For years I have held on to bitterness and resentment about not being “invested in” on so many levels. Yes, I have gone to work trainings and sat in church, but I longed to be pushed to be better than I knew I was being. I wanted a coach again- I wanted someone to hold me accountable to achieve the goals that I set for myself. I wanted a mentor to hold me accountable to spending daily time with Jesus.
I was stuck in a “woe is me” mentality and honestly lost so many valuable years of my life WISHING someone would do the work of accountability for me. I wanted to be back in the student style of living. I wanted a syllabus, class schedule, gym time and all the things to keep me on track.
Fast-forward to a couple of months ago when I began to realize how dumb that was. Not that I wanted to be a part of a community, but that I was waiting for someone else to do it for me. I am 28 and hadn’t reached a goal I set for myself by myself. *face palm*
I started to take control. I became the mentor that I wanted in multiple areas of my life. I reached out to a few ladies a few years younger than me to do a spiritual mentorship program. Guess what?! Even though I’m the “mentor”- they daily challenge me and hold me accountable to our reading plan.

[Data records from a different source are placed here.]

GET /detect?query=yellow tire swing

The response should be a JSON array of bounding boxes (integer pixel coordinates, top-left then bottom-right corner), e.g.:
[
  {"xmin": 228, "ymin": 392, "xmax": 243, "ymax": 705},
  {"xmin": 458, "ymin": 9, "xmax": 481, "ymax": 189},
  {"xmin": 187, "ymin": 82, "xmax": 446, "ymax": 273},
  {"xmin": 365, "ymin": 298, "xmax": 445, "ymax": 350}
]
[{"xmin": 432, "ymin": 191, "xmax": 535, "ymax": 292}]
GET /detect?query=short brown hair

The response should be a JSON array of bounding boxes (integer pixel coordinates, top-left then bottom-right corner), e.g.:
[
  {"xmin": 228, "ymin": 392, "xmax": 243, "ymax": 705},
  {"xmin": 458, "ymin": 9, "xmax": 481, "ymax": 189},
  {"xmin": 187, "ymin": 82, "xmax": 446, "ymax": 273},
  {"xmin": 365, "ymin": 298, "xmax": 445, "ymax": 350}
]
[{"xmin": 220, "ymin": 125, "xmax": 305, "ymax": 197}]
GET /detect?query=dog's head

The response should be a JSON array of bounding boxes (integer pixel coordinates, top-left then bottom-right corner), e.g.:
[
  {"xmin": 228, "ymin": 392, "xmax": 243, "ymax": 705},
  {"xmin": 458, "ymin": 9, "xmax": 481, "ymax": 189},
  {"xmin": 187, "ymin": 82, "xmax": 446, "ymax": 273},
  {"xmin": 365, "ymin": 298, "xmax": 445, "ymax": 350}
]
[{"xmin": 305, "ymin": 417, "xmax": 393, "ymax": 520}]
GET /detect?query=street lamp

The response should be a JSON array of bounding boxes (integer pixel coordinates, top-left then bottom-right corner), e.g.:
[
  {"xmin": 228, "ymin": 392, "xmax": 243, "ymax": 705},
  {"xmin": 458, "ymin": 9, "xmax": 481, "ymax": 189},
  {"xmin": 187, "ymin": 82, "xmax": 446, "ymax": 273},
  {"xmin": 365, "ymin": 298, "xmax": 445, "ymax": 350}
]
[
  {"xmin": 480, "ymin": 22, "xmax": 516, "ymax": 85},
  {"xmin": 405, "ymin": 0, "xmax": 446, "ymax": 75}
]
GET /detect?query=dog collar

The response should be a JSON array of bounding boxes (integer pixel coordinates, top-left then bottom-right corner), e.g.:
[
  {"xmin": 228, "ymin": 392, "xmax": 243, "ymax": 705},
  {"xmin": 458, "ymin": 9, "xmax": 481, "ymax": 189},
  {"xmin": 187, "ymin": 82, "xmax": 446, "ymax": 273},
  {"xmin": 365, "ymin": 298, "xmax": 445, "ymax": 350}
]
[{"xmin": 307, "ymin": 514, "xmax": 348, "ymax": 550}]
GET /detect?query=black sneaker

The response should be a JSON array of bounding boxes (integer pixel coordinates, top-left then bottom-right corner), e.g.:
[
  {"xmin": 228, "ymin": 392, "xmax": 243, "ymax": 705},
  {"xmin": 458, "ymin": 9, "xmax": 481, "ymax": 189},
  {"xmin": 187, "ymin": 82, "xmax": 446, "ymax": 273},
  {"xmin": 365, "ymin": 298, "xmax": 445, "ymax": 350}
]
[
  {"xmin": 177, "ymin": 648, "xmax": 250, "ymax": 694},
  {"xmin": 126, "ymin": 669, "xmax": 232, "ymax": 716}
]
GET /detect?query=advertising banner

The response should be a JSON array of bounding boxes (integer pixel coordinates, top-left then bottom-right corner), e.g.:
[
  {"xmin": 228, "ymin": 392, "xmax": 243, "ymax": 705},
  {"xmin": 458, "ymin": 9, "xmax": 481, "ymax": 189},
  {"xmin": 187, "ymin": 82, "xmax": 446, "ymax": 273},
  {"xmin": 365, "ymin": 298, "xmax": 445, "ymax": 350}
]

I guess all these years, I have just been waiting for me. I have been waiting to realize that I was the only one standing in my way of getting one step closer to the person I want to be. I don’t have to do this alone, but maybe God has gifted me with the leadership abilities to invite women into a journey that we can travel together.
Where are you waiting for someone to take control of your goals for you? Have you stopped to think that maybe YOU are the only one standing in your way to the life that God is calling you to live?